If we're getting into racist stereotypes, how's about "Seaside Woman" by Linda McCartney?
@majidwahid77933 ай бұрын
Great Video. Yes it is racist but I don't think that it should be scrubbed from history. I think that you put it perfectly. It is a time capsule. We shouldn't censor the past, instead create a future that we want to live in.
@tyejustis3 ай бұрын
Thank you very much. I completely agree. It's history, if were were only to accept and learn about the pleasant parts of it text books would be two pages long.
@robcat2075Ай бұрын
Note that this cartoon has NEVER been censored and it's not going to be. "Censorship" is a word inserted too freely in these discussion as if some sort of constitutional violation is happening. This cartoon has been criticized by audiences, edited by its owners, and withdrawn by distributors but none of that is censorship. Censorship is something a government does to legally limit or stop certain speech. Hasn't happened in this case. (I'll note that many state and local still had movie screening boards at this time that with powers up to and including banning a film from local exhibition. It's *possible* it got censored *somewhere* but I'm not aware of any such board ever taking action on a cartoon such as this.) No one's right to free speech is violated by the owners et.al decision to not promote this cartoon any more as if it were jus' plain fun like any other.

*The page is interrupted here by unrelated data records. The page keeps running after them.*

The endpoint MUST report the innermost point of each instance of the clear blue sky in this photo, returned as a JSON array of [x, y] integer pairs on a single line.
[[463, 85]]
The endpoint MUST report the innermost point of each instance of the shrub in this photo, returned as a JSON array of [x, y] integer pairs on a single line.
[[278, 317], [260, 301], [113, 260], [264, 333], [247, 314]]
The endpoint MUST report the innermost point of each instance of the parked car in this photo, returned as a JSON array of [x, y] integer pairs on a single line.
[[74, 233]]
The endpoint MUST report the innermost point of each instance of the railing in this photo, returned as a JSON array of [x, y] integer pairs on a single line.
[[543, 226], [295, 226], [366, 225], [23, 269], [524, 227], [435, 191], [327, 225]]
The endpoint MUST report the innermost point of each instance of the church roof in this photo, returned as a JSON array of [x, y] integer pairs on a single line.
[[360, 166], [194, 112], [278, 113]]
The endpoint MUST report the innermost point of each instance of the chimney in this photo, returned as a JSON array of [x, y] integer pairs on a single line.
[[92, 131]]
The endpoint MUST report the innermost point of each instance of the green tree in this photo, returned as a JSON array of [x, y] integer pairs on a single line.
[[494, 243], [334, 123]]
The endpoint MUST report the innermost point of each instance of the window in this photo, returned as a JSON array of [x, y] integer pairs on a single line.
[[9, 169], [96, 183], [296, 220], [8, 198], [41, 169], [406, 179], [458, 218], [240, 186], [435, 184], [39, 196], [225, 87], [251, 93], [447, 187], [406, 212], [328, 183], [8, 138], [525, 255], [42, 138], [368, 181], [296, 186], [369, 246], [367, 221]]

@jensenhealey907efi3 ай бұрын
Wow, how did you manage to find the pictures of the original story boards? Amazingly good research
@tyejustis3 ай бұрын
Thank you! I had to dig and dig, there are some really good resources online but these came up at an auction sometime ago and I found the traces of them, so a little luck as well. There is so very little out there but the Walter Lantz Archives at UCLA has much of what's left. The book "The Colored Cartoon" by Christopher P. Lehman has some good finds on the subject and his research index is top notch. Thank you again for watching.
@andyeasy33203 ай бұрын
Tye, I'm not sure who these cartoons were made for. I assume theatre's were segregated in most parts and even if they were not segregated by law in other states there was de facto segregation because towns and cities were quartered according to ethnicity ie how many white people went to the theatres in Harlem? So were these cartoons distributed to 'black theatres' only or to all theatres. Surely black Americans would boycott a showing?
@tyejustis3 ай бұрын
They were meant for everyone, every age, every color, everywhere. There was no rating systems beyond the Hays Code and it didn't touch on racial depictions. Black people simply didn't have the pull socially to do anything. The NAACP tried to get many offensive shorts pulled from circulation when they premiered but they were ignored. The only reason this one got taken down in 1949 once it was reissued in 1948 was because the NAACP got a little help from the Jewish Labor Committee (just this time, racial images in films and cartoons wasn't really their milieu) otherwise no one would listen to black people when they would speak up about injustices in media. The black performers in these shorts would have been completely blacklisted and never work again in the main stream if they took anything but an accepting stance on the matter. Black Americans in the South were even still being lynched then, as horrifying as that sounds, so it's not hard to reason as to why it took so long, until the late 1960's, for shorts like this one to be taken out of circulation.